C’était un vrai processus d’examen que madame Gagnon mettait en place. À la suite de tout ça, la pratique sage-femme a commencé au Québec.

Une dame impliquée

Madame Gagnon aura non seulement contribué de façon considérable à l’instauration de la profession de sage-femme au Canada, elle aura aussi multiplié ses implications dans le milieu. Elle a aidé à la mise en place de la Maison de naissance Colette-Julien et elle est la présidente du Conseil d’administration de la Maison Accueil-Maternité.

Malgré son parcours qui sort de l’ordinaire, elle ne minimise pas pour autant l’importance de l’organisme.

La Maison Accueil Maternité (Photo Alexandre D’Astous – Journal Le Soir)

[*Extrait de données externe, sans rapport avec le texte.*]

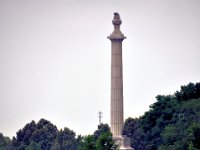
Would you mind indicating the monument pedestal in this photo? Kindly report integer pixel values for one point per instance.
(123, 142)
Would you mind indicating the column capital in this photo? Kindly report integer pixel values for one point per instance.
(116, 34)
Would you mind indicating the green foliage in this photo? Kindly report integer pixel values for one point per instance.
(100, 140)
(171, 123)
(43, 133)
(66, 139)
(105, 142)
(88, 143)
(4, 142)
(33, 146)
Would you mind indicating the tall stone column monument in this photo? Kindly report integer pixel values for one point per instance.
(117, 112)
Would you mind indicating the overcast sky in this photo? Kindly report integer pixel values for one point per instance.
(55, 58)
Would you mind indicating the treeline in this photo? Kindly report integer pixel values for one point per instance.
(45, 136)
(172, 123)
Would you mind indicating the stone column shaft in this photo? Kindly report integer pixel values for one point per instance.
(117, 113)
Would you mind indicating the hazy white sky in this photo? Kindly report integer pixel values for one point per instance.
(55, 58)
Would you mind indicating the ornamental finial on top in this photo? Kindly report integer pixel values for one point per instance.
(116, 34)
(116, 20)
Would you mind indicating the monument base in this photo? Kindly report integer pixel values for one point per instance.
(123, 142)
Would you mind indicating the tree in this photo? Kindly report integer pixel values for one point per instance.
(43, 133)
(105, 142)
(4, 142)
(66, 139)
(100, 140)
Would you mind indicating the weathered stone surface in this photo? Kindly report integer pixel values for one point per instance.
(117, 112)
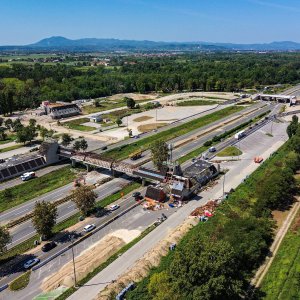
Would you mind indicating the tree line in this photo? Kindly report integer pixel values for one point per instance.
(25, 86)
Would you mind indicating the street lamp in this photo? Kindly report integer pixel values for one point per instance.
(224, 186)
(73, 258)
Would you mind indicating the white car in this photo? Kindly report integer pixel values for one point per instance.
(27, 176)
(32, 262)
(89, 227)
(114, 207)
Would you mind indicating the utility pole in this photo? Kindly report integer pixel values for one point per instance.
(224, 186)
(73, 258)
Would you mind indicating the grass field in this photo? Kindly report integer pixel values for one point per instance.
(77, 125)
(149, 127)
(197, 102)
(282, 280)
(10, 138)
(125, 150)
(230, 151)
(142, 119)
(28, 190)
(14, 147)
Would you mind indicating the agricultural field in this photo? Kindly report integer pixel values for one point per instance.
(124, 151)
(198, 102)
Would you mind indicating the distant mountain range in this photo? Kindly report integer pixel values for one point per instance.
(58, 43)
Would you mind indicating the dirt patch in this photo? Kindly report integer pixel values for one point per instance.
(149, 260)
(136, 97)
(149, 127)
(142, 119)
(279, 217)
(85, 263)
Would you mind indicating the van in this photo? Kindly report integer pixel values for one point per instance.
(212, 149)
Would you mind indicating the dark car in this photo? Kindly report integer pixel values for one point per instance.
(48, 246)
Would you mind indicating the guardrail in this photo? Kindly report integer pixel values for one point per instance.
(41, 264)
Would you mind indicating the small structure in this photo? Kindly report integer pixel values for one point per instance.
(60, 110)
(96, 118)
(155, 194)
(21, 164)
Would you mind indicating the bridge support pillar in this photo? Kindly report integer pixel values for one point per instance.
(73, 163)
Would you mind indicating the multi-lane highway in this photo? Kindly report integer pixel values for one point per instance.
(25, 230)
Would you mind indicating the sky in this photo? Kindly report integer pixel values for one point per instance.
(238, 21)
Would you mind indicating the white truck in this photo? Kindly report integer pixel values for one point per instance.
(27, 176)
(239, 135)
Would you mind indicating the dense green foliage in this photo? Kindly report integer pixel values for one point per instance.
(216, 259)
(23, 86)
(44, 218)
(282, 280)
(20, 282)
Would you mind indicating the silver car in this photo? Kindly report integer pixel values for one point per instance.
(32, 262)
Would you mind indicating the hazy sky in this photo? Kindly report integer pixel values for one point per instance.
(242, 21)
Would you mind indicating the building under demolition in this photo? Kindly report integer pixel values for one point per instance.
(15, 166)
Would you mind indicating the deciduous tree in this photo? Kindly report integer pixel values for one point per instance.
(44, 218)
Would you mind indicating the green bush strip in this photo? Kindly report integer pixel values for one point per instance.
(98, 269)
(124, 151)
(36, 187)
(20, 282)
(282, 279)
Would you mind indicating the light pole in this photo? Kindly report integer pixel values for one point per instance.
(73, 258)
(224, 186)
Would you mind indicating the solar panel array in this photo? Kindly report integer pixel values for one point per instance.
(20, 167)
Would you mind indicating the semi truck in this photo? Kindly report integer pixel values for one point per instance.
(240, 134)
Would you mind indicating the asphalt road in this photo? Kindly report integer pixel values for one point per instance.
(25, 230)
(140, 219)
(14, 182)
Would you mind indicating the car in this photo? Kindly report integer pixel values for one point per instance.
(89, 227)
(48, 246)
(212, 149)
(32, 262)
(136, 195)
(114, 207)
(27, 176)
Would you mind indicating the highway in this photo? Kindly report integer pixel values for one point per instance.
(14, 182)
(25, 230)
(139, 219)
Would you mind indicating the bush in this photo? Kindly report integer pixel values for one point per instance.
(20, 282)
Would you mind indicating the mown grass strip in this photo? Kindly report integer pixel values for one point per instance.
(29, 244)
(36, 187)
(20, 282)
(101, 267)
(124, 151)
(14, 147)
(77, 124)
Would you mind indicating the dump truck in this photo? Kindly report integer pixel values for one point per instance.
(136, 155)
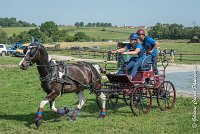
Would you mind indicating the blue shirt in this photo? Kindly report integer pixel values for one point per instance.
(148, 44)
(141, 54)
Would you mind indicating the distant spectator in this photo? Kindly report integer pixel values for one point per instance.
(165, 54)
(172, 53)
(160, 56)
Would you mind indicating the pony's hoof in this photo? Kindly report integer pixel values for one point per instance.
(38, 123)
(66, 110)
(73, 117)
(101, 115)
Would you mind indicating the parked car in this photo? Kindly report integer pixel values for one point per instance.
(3, 50)
(11, 50)
(20, 51)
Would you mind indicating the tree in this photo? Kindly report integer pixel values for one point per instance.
(81, 36)
(81, 24)
(23, 37)
(49, 28)
(77, 24)
(3, 36)
(89, 24)
(98, 24)
(93, 24)
(36, 33)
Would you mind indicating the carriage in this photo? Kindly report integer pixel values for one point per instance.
(139, 91)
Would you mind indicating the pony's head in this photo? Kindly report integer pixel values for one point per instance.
(33, 54)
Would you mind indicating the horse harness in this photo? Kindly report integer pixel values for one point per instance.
(62, 77)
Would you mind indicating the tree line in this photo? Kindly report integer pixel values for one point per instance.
(12, 22)
(90, 24)
(49, 31)
(173, 31)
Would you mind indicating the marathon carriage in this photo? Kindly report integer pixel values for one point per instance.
(139, 91)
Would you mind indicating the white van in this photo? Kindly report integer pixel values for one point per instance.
(3, 50)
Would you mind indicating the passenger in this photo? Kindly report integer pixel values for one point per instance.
(150, 46)
(172, 53)
(135, 62)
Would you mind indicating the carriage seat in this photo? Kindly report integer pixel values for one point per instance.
(146, 64)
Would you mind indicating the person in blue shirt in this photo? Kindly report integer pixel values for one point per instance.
(135, 62)
(150, 46)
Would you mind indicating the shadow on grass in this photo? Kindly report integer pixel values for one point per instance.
(29, 119)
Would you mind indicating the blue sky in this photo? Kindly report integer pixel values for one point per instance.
(117, 12)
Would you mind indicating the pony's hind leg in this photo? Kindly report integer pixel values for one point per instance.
(82, 101)
(58, 110)
(50, 98)
(103, 101)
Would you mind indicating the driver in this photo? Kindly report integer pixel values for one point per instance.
(135, 62)
(150, 46)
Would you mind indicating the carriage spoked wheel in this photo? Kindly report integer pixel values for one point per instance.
(141, 100)
(111, 100)
(166, 95)
(127, 96)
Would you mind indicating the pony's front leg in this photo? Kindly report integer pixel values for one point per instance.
(103, 101)
(47, 99)
(58, 110)
(82, 101)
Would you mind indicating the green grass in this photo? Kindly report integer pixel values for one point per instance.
(20, 96)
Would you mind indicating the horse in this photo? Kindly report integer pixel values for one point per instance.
(58, 78)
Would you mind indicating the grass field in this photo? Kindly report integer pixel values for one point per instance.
(20, 95)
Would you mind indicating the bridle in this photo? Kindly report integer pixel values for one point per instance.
(30, 58)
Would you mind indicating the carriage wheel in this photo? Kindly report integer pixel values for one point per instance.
(141, 100)
(127, 96)
(111, 101)
(166, 95)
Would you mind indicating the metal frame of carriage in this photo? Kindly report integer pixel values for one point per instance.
(137, 92)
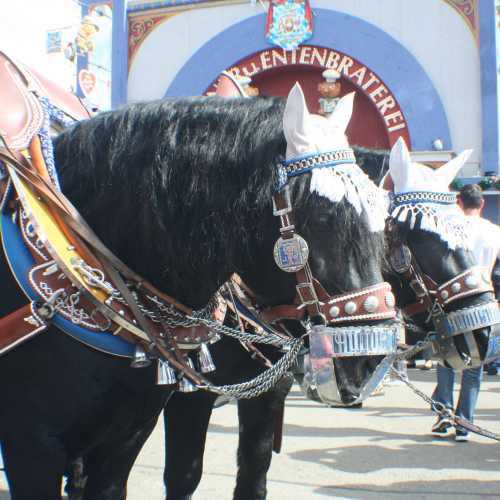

« J’ai toujours eu des commentaires positifs de la part des femmes qui fréquentaient l’Accueil. J’ai pensé que je pourrais être utile comme bénévole. C’est vraiment un service de répit et de soutien et c’est tellement valable de faire ce genre de choses là. On ne peut pas seulement éduquer les gens et tenter de leur enseigner des choses. Il faut aussi écouter leur vécu et les aider à traverser leur quotidien quand c’est trop dur. »

« Monsieur Rioux, l’un des membres fondateurs, qui a été président du conseil d’administration pendant 15 ans, prenait sa retraite. J’ai donc accepté la présidence de l’Accueil, pour aider la transition. Il y a des choses qui doivent changer, notamment du côté du financement », conclut madame Gagnon.

Hommage de Louise Ringuet

À titre de présidente du Journal Le Soir, je tenais à souligner cette première Journée internationale des droit des femmes sous ma direction et celle de mes associés Olivier Therriault et Martin Ayotte Cummings.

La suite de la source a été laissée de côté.